A poesia é a revelação de um mundo sagrado, profano, real, abandonado...
A poesia é a linguagem elevada a sua última potência. O poeta é aquele que é o configurador por excelência da linguagem, qualquer que seja a sua escola; o poeta clássico, o poeta romântico, o poeta simbolista ou um poeta de vanguarda, só pode ser digno do nome de poeta se ele realmente souber manipular a materialidade dos signos, aquilo que o lingüista Roman Jacobson chamava a função poética. Aquilo que faz com que a atenção do poeta se volte para a própria linguagem e saiba configurar a sua mensagem, qualquer que seja o tipo dessa mensagem. Vou dar um exemplo no romantismo brasileiro. Sousândrade é muito mais importante do que Cassimiro de Abreu e os dois publicaram as suas obras na mesma época, em torno de 1857. Sousândrade não era só um poeta romântico, era um designer da linguagem, um configurador da linguagem, seja no nível fônico, seja no nível sintático. Quando esta função lingüistica, a função poética da linguagem não é dominada pelo poeta pode acontecer que ele tenha bons sentimentos, respeitáveis idéias a transmitir, mas não conseguirá fazê-lo através de um poema.
A poesia é também tudo que poderia ter sido...

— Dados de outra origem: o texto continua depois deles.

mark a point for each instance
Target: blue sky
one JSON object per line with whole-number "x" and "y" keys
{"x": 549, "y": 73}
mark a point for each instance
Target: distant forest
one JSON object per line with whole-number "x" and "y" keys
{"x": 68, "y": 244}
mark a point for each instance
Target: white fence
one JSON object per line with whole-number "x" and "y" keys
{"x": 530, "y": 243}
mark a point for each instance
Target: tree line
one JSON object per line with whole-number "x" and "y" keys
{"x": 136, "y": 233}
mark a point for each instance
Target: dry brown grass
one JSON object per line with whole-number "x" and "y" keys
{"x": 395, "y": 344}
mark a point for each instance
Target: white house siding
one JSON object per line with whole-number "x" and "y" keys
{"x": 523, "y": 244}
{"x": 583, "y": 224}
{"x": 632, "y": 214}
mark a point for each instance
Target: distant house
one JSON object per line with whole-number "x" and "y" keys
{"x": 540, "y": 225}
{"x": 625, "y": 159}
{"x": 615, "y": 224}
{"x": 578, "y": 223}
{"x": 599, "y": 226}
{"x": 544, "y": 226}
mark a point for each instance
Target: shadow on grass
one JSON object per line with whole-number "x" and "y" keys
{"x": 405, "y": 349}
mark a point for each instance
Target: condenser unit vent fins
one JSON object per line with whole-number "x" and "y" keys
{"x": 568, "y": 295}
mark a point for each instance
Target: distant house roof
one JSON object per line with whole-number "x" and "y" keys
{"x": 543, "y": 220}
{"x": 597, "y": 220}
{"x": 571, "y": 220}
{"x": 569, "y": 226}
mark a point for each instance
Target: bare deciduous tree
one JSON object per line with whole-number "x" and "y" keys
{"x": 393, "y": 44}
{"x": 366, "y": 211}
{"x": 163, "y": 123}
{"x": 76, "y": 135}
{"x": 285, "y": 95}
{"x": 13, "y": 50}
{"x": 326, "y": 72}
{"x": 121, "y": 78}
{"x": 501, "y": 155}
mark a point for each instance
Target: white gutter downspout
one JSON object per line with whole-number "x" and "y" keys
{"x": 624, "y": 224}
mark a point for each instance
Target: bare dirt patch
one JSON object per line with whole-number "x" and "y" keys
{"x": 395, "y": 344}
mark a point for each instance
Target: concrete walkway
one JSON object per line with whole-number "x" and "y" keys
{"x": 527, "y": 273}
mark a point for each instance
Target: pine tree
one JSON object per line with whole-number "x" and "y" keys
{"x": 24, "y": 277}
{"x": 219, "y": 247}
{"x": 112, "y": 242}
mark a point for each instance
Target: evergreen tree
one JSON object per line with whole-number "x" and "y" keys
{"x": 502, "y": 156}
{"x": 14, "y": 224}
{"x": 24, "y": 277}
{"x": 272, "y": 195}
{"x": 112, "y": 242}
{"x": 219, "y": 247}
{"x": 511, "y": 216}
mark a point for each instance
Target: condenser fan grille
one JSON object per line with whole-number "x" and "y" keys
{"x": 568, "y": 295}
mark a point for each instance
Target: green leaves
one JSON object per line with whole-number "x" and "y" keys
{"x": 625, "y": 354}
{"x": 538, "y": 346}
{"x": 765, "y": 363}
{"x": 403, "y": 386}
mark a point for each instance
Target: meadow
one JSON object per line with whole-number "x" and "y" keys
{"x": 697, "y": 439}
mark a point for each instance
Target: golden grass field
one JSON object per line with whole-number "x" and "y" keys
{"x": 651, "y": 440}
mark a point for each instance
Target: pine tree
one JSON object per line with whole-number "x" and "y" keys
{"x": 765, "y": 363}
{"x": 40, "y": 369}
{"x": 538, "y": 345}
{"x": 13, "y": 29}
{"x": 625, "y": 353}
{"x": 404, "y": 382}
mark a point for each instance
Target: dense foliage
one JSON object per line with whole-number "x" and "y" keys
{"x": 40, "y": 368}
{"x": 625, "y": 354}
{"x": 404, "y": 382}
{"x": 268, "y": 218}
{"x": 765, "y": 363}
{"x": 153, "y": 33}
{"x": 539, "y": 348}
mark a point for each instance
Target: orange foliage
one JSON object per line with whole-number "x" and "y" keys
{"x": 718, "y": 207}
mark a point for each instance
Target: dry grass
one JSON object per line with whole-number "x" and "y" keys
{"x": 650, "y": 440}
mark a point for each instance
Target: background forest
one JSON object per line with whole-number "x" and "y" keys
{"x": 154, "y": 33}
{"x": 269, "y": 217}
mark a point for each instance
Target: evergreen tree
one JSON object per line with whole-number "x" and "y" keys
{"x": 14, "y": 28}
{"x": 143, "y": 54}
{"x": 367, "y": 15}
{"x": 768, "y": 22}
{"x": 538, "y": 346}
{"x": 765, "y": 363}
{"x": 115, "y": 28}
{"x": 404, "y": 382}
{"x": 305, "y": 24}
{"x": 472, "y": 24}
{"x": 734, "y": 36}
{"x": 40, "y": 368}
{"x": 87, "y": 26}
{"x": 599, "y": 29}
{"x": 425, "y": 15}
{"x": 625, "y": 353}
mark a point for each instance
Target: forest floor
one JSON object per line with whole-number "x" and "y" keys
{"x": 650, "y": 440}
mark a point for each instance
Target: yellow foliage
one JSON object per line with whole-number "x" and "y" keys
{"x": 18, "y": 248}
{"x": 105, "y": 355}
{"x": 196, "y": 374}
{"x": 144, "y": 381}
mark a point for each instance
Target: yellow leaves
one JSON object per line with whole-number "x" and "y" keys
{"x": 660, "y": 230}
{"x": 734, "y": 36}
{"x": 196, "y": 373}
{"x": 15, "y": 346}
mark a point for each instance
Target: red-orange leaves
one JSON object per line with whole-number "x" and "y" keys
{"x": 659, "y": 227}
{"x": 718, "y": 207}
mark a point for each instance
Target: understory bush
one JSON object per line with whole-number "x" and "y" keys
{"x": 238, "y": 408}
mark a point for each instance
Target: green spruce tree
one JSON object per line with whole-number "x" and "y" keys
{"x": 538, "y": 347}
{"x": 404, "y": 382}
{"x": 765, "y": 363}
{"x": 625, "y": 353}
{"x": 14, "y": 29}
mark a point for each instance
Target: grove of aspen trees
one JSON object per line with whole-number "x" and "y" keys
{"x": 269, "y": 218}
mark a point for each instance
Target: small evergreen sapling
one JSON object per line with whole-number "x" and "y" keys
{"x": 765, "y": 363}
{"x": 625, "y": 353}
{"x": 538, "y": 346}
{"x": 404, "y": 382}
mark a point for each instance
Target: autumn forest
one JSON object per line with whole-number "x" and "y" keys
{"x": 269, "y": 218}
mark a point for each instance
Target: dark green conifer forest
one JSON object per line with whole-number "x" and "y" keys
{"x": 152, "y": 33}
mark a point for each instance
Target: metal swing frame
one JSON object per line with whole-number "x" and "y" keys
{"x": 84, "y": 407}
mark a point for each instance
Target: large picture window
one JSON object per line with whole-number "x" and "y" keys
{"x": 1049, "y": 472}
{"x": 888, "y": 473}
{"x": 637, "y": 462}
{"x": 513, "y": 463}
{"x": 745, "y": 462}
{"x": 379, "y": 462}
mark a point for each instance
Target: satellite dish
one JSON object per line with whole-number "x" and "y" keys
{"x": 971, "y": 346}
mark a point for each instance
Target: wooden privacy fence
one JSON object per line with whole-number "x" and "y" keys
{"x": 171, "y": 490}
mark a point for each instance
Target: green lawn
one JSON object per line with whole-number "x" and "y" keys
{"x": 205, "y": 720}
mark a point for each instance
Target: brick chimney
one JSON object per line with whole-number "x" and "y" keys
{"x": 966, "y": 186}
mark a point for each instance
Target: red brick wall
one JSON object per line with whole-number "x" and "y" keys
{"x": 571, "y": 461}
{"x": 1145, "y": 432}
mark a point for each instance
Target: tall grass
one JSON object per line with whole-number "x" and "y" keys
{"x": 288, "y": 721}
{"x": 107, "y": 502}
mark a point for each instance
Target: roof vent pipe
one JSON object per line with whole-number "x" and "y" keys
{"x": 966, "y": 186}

Certamente. A poesia é uma saudade, em muitos momentos, daquilo que poderia ter sido e que não foi, como dizia Manuel Bandeira. Mas ela também, muitas vezes, é uma previsão do futuro, é o resgate do passado. A poesia trabalha em várias dimensões do tempo.
Qual a importância da miscigenação na cultura, em geral, e na literatura em particular?
O Brasil é um país para o qual é fundamental a idéia de mestiçagem. Desde o começo da civilização. E aqui, é bom lembrar que a nossa literatura começa, por assim dizer, com um padre canário, das ilhas Canárias, o padre Anchieta, que escrevia em latim, português, espanhol e tupi-guarani. E um dos nossos grandes poetas barrocos, o Manoel Botelho de Oliveira, que teve em sua vida um livro publicado, A música do parnaso, tem poemas em português, latim, espanhol e italiano. Quer dizer, esta vocação, a par da sua tendência à mestiçagem e ao caldeamento racial, são características muito importantes que marcam o país não apenas do ponto de vista sociológico, como também do ponto de vista literário.
A literatura brasileira nasceu no período do Barroco.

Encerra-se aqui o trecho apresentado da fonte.